- Church: Roman Catholic Church
- Archdiocese: Soteropolis
- Appointed: 11 April 1953
- Installed: 17 May 1953
- Term ended: 6 October 2005
- Previous posts: Vicegerent of Rome (1953-1972); Vice Camerlengo of the Apostolic Camera (1975-2004);

Orders
- Ordination: 17 May 1953
- Rank: Archbishop

Personal details
- Born: 16 November 1905 Possagno, Kingdom of Italy
- Died: 6 October 2005 (aged 99) Possagno, Italy
- Denomination: Roman Catholic
- Motto: Esto vigilans ('Be watchful'; Revelation 3:2)

= Ettore Cunial =

Italian prelate of the Catholic Church (1905-2005)

Ettore Cunial (November 16, 1905 - October 6, 2005) was an Italian prelate.

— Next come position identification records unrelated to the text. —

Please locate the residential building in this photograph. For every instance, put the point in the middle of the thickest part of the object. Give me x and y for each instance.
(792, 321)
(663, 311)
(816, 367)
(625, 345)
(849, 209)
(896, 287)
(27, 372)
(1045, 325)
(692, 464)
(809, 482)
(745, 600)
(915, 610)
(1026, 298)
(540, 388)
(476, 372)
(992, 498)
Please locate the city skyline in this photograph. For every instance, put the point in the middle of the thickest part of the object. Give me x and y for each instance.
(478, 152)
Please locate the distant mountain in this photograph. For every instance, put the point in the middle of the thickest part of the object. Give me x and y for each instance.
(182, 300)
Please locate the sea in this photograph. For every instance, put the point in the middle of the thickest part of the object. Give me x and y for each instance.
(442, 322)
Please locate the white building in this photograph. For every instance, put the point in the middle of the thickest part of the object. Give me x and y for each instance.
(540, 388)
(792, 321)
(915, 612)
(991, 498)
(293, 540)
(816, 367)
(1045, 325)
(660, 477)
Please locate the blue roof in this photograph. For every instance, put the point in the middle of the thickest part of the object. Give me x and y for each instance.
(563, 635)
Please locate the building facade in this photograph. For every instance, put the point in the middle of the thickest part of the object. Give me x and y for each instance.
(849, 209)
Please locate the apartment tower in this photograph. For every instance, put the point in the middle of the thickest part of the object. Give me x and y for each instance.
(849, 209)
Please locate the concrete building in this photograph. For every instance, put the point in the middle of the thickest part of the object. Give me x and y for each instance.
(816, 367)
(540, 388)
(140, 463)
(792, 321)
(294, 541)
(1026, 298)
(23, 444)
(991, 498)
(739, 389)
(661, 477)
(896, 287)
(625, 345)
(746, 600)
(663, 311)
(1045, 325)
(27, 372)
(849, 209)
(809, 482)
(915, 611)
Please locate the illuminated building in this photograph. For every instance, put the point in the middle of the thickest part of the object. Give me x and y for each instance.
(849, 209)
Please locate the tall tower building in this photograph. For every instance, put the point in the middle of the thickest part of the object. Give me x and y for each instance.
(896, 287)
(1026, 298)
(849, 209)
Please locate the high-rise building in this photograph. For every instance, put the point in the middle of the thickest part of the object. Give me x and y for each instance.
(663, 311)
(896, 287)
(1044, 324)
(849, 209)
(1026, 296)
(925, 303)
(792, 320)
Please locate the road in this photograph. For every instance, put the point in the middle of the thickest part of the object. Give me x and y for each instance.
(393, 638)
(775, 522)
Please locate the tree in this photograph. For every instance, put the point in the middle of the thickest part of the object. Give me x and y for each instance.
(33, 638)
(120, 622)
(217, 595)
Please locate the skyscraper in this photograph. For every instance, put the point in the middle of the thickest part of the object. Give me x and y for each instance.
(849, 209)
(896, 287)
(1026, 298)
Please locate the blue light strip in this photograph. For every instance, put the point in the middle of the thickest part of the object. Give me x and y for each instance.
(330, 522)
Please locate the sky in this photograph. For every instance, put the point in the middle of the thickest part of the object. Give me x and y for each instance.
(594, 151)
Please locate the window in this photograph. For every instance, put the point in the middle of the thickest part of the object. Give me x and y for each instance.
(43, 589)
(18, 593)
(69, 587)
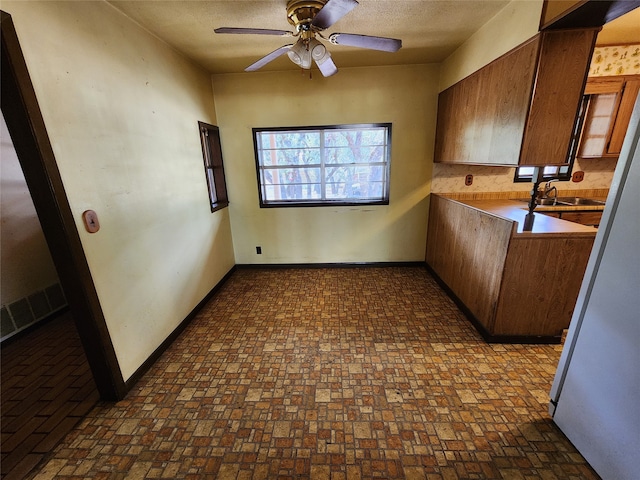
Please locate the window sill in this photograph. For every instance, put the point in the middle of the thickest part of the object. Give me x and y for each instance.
(219, 206)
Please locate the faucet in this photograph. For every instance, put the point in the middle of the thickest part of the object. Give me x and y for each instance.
(548, 189)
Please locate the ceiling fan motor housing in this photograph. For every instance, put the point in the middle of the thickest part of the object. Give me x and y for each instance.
(301, 13)
(305, 51)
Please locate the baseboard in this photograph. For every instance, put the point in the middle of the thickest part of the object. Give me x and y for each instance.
(144, 368)
(330, 265)
(488, 337)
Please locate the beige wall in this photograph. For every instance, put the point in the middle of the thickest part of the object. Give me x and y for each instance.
(405, 96)
(515, 23)
(121, 109)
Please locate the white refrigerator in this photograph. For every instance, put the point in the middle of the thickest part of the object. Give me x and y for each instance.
(595, 397)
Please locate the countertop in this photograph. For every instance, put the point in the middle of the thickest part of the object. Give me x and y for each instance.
(516, 210)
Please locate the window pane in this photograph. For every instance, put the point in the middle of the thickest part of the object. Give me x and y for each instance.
(331, 164)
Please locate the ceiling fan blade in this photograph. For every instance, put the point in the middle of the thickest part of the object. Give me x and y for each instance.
(326, 66)
(364, 41)
(268, 58)
(333, 11)
(254, 31)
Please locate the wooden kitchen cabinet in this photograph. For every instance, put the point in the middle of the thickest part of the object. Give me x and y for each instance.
(514, 286)
(610, 102)
(521, 108)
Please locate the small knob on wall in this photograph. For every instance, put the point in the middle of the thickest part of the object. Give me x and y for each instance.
(91, 222)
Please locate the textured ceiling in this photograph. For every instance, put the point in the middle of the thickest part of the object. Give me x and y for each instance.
(429, 29)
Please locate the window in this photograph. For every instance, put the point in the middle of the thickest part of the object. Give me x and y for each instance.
(214, 170)
(329, 165)
(561, 172)
(525, 174)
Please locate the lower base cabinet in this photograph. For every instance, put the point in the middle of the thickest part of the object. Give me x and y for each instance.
(515, 287)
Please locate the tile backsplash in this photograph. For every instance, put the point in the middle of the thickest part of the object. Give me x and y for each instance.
(448, 178)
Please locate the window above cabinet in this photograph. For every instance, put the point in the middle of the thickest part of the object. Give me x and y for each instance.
(610, 103)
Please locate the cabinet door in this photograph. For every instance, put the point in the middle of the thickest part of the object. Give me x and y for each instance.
(562, 71)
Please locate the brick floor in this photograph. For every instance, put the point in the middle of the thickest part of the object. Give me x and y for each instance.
(47, 388)
(341, 373)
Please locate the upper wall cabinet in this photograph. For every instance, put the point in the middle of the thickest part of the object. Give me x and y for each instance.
(520, 109)
(609, 107)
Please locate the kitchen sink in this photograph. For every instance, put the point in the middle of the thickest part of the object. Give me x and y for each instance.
(566, 201)
(577, 201)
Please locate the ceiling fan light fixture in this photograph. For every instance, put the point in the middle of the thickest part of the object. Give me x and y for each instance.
(300, 55)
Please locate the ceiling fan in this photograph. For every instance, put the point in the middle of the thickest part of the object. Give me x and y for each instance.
(310, 18)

Born in Possagno in the Province of Treviso on 16 November 1905, Cunial was ordained priest in 1929 and ordained bishop in 1953. In 1953, his appointment as Titular Archbishop of Soteropolis and Vicegerent of Rome followed. He was appointed Vice Camerlengo of the Holy Roman Church by Pope Paul VI in 23 December 1975, and did not retire until 23 October 2004, even though the customary retirement age for the Roman Curia is 75, and very few are permitted by exception to remain in office past 80.

In February 2005 the death of Corrado Bafile left Cunial the oldest Catholic bishop in the world. Cunial died on 6 October 2005 in Castelfranco Veneto just six weeks before he would have turned 100.